During citizen communications, Hastings resident Willis Hunt asked the council not to spend money the professional services agreement until the city’s planned traffic study is complete.

That the city is planning a comprehensive traffic study was something Stutte mentioned during a Coffee and Conversations event Saturday morning that was reported on by the Hastings Tribune. Hunt referred to that newspaper article.

“Frankly, I believe the expenditure of any money is premature until we do exactly what’s said here in this article,” he said. “I believe the citizens of Hastings read that. I read it, and I liked what he said.”

He said he believed the best option available appears to be repairing the existing structure.

City Administrator Dave Ptak emphasized the contract is just for plans.

“It’s not to build it or do anything other than to adopt an agreement to get plans for the demolition,” he said.

The contract is a good representation of the council’s decision as well as the work session discussion during which the additional items were added.

“If anything, we’ve got the cart in front of the horse talking about spending money for construction when all we want to do is develop the plans,” he said. “Olsson is a firm that has been with us from the beginning on this matter.

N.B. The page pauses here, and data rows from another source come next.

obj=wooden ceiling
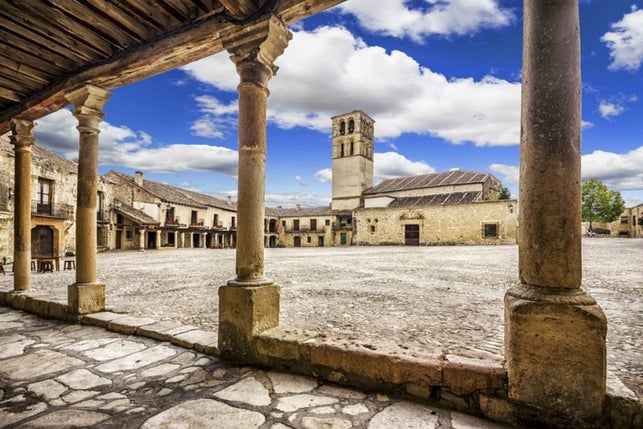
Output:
[0,0,343,134]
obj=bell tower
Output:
[331,110,375,210]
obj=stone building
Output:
[582,204,643,238]
[278,110,517,247]
[0,135,81,264]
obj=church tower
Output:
[331,110,375,210]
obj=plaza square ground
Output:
[0,238,643,396]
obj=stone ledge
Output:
[107,316,156,335]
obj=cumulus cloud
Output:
[338,0,514,43]
[489,146,643,190]
[183,25,520,146]
[598,100,625,119]
[314,168,333,183]
[601,6,643,71]
[373,152,435,182]
[489,164,520,187]
[34,109,238,177]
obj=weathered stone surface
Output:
[57,368,112,390]
[443,355,507,395]
[141,363,181,377]
[27,380,67,401]
[83,340,145,362]
[0,335,35,359]
[107,316,156,335]
[96,346,176,373]
[275,394,339,413]
[214,377,272,407]
[301,417,353,429]
[267,372,317,393]
[80,311,123,328]
[368,402,438,429]
[23,410,109,429]
[0,350,84,380]
[141,399,265,429]
[451,413,506,429]
[505,292,607,420]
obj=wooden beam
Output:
[0,0,344,134]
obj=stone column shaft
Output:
[11,119,34,291]
[505,0,607,427]
[65,85,111,314]
[219,16,292,360]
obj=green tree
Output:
[582,179,625,229]
[498,187,511,200]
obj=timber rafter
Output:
[0,0,343,134]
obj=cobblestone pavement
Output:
[0,238,643,396]
[0,307,505,429]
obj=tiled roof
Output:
[114,200,159,225]
[0,140,78,172]
[179,190,237,211]
[364,170,491,195]
[266,206,333,217]
[108,171,207,209]
[388,192,482,208]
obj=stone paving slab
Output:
[0,307,506,429]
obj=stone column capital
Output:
[221,15,292,81]
[9,118,35,152]
[65,85,112,133]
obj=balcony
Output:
[31,200,74,219]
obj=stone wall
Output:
[353,200,517,245]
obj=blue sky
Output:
[36,0,643,206]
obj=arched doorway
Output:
[31,225,54,258]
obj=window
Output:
[36,179,53,215]
[482,223,498,238]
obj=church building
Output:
[279,110,517,247]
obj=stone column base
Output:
[67,283,105,315]
[219,282,281,360]
[505,285,607,422]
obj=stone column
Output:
[138,228,147,252]
[11,119,34,291]
[505,0,607,421]
[65,85,111,314]
[219,16,292,360]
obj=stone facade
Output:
[354,200,517,245]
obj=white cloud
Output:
[581,146,643,190]
[601,6,643,71]
[338,0,514,42]
[183,27,520,146]
[34,109,238,177]
[314,168,333,183]
[598,100,625,119]
[489,146,643,194]
[489,164,520,187]
[373,152,435,182]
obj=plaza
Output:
[0,238,643,396]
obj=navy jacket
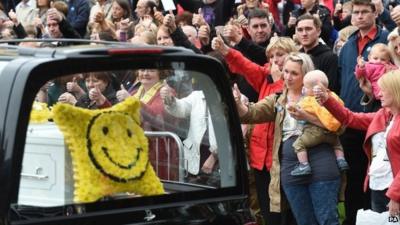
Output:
[67,0,90,37]
[339,27,388,112]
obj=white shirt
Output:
[368,120,393,191]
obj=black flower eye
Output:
[103,127,108,135]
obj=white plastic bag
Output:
[356,209,400,225]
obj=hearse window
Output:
[14,68,236,218]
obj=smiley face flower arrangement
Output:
[53,97,164,202]
[29,101,51,123]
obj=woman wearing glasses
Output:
[234,53,340,225]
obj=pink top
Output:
[355,62,398,99]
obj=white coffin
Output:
[18,123,73,207]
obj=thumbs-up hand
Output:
[66,76,85,96]
[313,82,329,105]
[93,9,105,23]
[119,18,132,31]
[211,37,229,56]
[197,25,210,46]
[58,92,77,105]
[163,10,176,34]
[288,12,297,27]
[33,17,44,29]
[222,18,243,44]
[333,2,343,16]
[236,14,249,27]
[270,62,283,82]
[153,7,164,24]
[232,84,249,116]
[47,8,63,22]
[89,86,107,106]
[160,80,175,105]
[313,10,321,19]
[116,84,131,102]
[192,8,207,28]
[236,4,246,16]
[8,9,18,26]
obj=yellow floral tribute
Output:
[29,101,51,123]
[53,97,164,202]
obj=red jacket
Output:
[225,48,283,170]
[324,97,400,202]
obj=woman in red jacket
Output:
[212,37,298,224]
[314,70,400,216]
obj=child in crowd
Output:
[287,70,349,176]
[355,43,398,100]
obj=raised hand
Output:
[270,62,283,82]
[160,80,175,105]
[192,8,207,28]
[357,56,365,68]
[211,37,229,56]
[222,19,243,44]
[47,8,63,22]
[333,2,343,16]
[313,83,329,105]
[371,0,385,15]
[33,17,44,30]
[201,154,217,174]
[232,84,249,116]
[388,199,400,216]
[58,92,77,105]
[66,77,85,95]
[236,4,246,16]
[116,84,131,102]
[390,5,400,26]
[93,10,105,23]
[236,15,249,27]
[197,25,210,46]
[163,10,176,34]
[288,12,297,27]
[313,10,321,19]
[153,7,164,24]
[89,87,107,106]
[8,9,19,26]
[119,18,132,31]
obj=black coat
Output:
[300,43,340,95]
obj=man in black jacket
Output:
[296,14,340,94]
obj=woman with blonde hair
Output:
[314,70,400,216]
[388,27,400,67]
[233,53,340,225]
[213,37,298,224]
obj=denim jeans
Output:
[371,189,390,213]
[282,178,340,225]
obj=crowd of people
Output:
[7,0,400,225]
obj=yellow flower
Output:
[53,98,164,202]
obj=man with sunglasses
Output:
[295,14,339,94]
[339,0,388,225]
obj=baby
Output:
[355,43,398,100]
[287,70,349,176]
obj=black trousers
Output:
[340,128,371,225]
[253,167,296,225]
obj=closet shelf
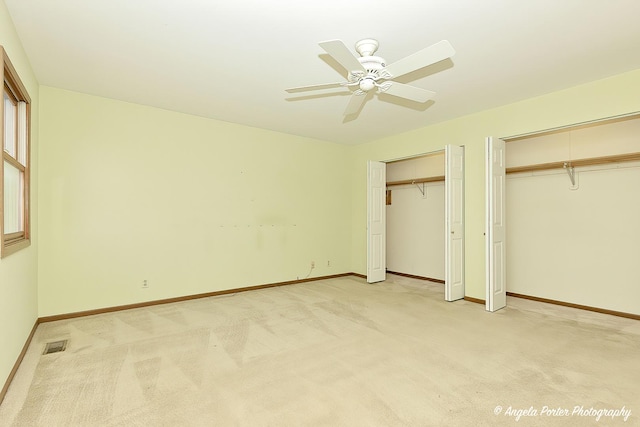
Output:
[508,153,640,176]
[387,175,444,187]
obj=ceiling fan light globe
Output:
[360,79,376,92]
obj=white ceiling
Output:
[4,0,640,144]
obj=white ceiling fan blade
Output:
[381,82,436,102]
[285,83,345,93]
[386,40,456,77]
[344,94,367,116]
[318,40,366,72]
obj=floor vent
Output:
[42,340,67,354]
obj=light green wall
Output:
[351,70,640,299]
[0,1,39,389]
[39,87,351,316]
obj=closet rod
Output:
[387,175,444,187]
[504,152,640,176]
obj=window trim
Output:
[0,46,31,258]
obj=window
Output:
[0,47,31,257]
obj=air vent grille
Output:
[42,340,67,354]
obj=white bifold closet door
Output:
[485,137,507,311]
[367,161,387,283]
[444,145,464,301]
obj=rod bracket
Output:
[562,162,576,188]
[411,181,424,197]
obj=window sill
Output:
[0,239,31,258]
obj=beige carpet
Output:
[0,275,640,426]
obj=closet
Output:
[386,151,445,283]
[505,115,640,315]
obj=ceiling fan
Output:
[286,39,455,116]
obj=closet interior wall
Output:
[505,117,640,314]
[386,152,445,280]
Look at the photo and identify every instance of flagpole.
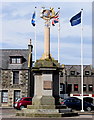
[81,9,84,112]
[34,7,37,62]
[58,8,60,62]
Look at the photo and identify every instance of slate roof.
[65,65,94,74]
[0,49,28,69]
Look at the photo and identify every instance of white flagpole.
[58,8,60,63]
[34,7,37,62]
[81,9,84,112]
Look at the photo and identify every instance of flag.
[70,12,81,26]
[31,12,36,26]
[52,11,59,26]
[52,18,59,26]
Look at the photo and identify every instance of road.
[0,109,94,120]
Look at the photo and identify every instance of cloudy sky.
[0,0,92,65]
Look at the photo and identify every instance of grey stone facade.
[0,46,94,107]
[0,49,29,107]
[60,65,94,97]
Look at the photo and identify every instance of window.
[68,84,72,93]
[70,71,75,75]
[74,84,78,91]
[88,85,93,91]
[85,71,90,75]
[14,90,20,102]
[13,71,19,84]
[2,90,8,103]
[83,84,86,91]
[10,57,21,64]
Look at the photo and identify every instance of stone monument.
[16,8,76,117]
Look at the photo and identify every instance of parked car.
[14,97,32,110]
[61,97,94,111]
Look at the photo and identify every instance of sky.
[0,0,92,65]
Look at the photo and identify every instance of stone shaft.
[44,26,50,59]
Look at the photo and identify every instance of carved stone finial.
[30,39,32,45]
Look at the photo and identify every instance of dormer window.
[70,71,75,75]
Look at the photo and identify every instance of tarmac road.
[0,108,94,120]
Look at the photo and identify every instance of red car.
[14,97,32,110]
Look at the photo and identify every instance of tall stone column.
[44,26,50,59]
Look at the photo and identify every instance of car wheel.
[20,106,25,110]
[86,107,91,111]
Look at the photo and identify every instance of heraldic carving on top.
[40,7,56,21]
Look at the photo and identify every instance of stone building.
[0,42,32,107]
[60,65,94,101]
[0,44,94,107]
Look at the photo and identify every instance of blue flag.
[31,12,36,26]
[70,12,81,26]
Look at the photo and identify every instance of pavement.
[0,108,94,120]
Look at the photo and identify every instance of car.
[14,97,32,110]
[61,97,94,111]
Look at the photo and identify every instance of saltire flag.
[70,11,81,26]
[31,12,36,26]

If we were to go out and ask another engineering firm without the basic knowledge and background that Olsson has, I would venture to say this contract would be much higher than what you see from Olsson today.”

The city budgeted $300,000 in the current fiscal year for design work of the future of the viaduct, whatever direction the council took.

In other business, the council:

Was advised there were no objections to Street Improvement District 2019-4 Laux Drive.

Unanimously approved an amendment to Enterprise Resource Planning agreement with Tyler Technologies.

Unanimously approved adjusting alarm monitoring fees through the City of Hastings Communications Center.

Unanimously approved a resolution requesting the Nebraska Department of Transportation to conduct traffic studies at Seventh Street, Ninth Street, 12th Street, 14th Street and 16th Street intersections of Burlington Avenue. Wacker estimated those traffic studies to be complete by mid to late summer.

Unanimously approved a resolution approving the manual application and contract form for the City of Hastings PACE Program.

Unanimously approved a resolution approving bylaws of the Hastings Public Library board and Hastings Public Library policies.